# First road bike for wife, $2-3k



## fallzboater (Feb 16, 2003)

My wife's about 5'-7", 135 lb, and has been out a few times on a too-small borrowed Klein road bike with flat-bar conversion. She's got a few friends of similar fitness that she's started to ride with, which is good (I'm a pretty serious rider). She'll probably ride 1-2 hours, 2 or 3 times per week at most. We live in very hilly terrain, which is a bit of a challenge, for starting out.

It looks like she'd fit around a 53-54cm top tube compact frame. Based on what's available locally, we're looking at the Ruby Comp Triple or Compact, Madone 4.5 or 4.7 WSD, and Giant Avail 1 or 2. In any case, I'll most likely dump whatever wheels comes on it for some lighter ones that I'll build. 
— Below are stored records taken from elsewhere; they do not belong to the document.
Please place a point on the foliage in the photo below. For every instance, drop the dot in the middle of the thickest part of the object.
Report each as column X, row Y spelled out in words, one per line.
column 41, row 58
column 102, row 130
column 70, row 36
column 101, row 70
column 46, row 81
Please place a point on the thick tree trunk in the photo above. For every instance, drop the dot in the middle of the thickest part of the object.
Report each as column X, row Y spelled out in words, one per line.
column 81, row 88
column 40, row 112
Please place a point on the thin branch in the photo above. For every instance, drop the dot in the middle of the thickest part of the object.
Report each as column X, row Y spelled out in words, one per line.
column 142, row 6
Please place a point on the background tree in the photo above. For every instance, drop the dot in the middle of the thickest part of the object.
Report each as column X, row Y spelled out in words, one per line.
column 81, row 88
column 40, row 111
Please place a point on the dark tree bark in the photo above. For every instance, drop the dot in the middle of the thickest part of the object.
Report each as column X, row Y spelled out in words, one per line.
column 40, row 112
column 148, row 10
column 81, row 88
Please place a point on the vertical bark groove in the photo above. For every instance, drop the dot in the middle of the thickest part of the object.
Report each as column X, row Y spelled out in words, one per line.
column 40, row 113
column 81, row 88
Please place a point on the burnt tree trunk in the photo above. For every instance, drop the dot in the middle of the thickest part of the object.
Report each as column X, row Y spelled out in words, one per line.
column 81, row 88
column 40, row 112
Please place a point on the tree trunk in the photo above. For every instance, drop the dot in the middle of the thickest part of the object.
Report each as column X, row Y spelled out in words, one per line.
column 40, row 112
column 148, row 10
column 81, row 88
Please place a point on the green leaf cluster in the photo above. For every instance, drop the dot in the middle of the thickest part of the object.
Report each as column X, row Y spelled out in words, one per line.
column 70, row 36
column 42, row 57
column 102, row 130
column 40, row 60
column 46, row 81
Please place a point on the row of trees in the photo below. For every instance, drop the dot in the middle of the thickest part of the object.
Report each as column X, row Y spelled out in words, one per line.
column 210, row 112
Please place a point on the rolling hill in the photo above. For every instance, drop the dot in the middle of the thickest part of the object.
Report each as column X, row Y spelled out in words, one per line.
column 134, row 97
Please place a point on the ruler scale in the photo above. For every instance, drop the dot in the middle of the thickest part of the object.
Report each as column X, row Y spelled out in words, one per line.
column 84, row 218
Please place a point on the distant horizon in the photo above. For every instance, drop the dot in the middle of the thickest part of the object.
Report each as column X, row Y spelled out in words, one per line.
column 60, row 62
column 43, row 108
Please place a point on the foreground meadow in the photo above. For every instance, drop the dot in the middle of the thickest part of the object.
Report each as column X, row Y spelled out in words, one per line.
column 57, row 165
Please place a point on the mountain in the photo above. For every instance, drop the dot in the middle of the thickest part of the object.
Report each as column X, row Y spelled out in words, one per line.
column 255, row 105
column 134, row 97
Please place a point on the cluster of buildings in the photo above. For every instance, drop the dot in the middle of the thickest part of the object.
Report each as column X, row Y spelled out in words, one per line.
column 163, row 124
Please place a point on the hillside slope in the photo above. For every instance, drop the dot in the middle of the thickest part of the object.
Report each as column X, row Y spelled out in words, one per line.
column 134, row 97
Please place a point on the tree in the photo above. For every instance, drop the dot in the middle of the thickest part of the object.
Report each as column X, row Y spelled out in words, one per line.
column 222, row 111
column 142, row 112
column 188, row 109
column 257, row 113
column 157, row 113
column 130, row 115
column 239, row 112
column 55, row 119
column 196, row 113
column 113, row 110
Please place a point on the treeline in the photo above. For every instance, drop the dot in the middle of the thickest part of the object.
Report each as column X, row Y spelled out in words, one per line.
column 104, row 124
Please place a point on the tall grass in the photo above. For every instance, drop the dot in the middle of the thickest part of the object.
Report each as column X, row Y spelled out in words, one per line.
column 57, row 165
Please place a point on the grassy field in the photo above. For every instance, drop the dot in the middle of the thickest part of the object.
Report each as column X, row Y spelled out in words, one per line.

Anyone compared some of these models and have any comments? Any significant differences in ride or handling? We'll try to get her on them, but they may not have her size in all models in stock. Any other bikes that we should seek out?


----------



## ericm979 (Jun 26, 2005)

If shes' just starting out get her the triple. The triple version costs $0-100 more than the double. If she doesn't have low enough gears for your terrain she will lose interest quickly. When she's fit enough to not need the triple it's not too expensive to switch to a double. But switching a double (compact or 130mm BCD) to triple is much more expensive.

Let her pick the bike. That way she gets something that pushes her buttons. Even if she's going for what you think is the wrong thing, keep quiet. She'll be the one riding it, not you. If it turns out that her tastes or needs change, she'll just need a different bike then.

The stock wheels will be fine for a while. They are usually sturdy but a bit heavy, which is fine for a new rider. Or even an experienced rider- I train on the same cheap Easton front wheel that came with my R3 four years ago. I even raced on it yesterday.


----------



## fallzboater (Feb 16, 2003)

Thanks for the reply. She rode the Ruby Comp double, and Madone WSD 4.5 triple, today. Size 54 fit her pretty well in both bikes. The triple is definitely a better way for her to go right now. We could get the Ruby in a triple, but the Madone is a few bills cheaper (enough to add a carbon bar and better saddle, for instance), and is a very sharp looking bike. She didn't have a real preference between the two on the road. She's maybe in between sizes on the Giant Avail, but hasn't tried it on the road, yet.


----------



## skyliner1004 (May 9, 2010)

delete.


----------



## bad91 (May 20, 2009)

I got my g/f a Jamis Xenith Comp with 105. This is her first road bike. We ride together! Yey!!


----------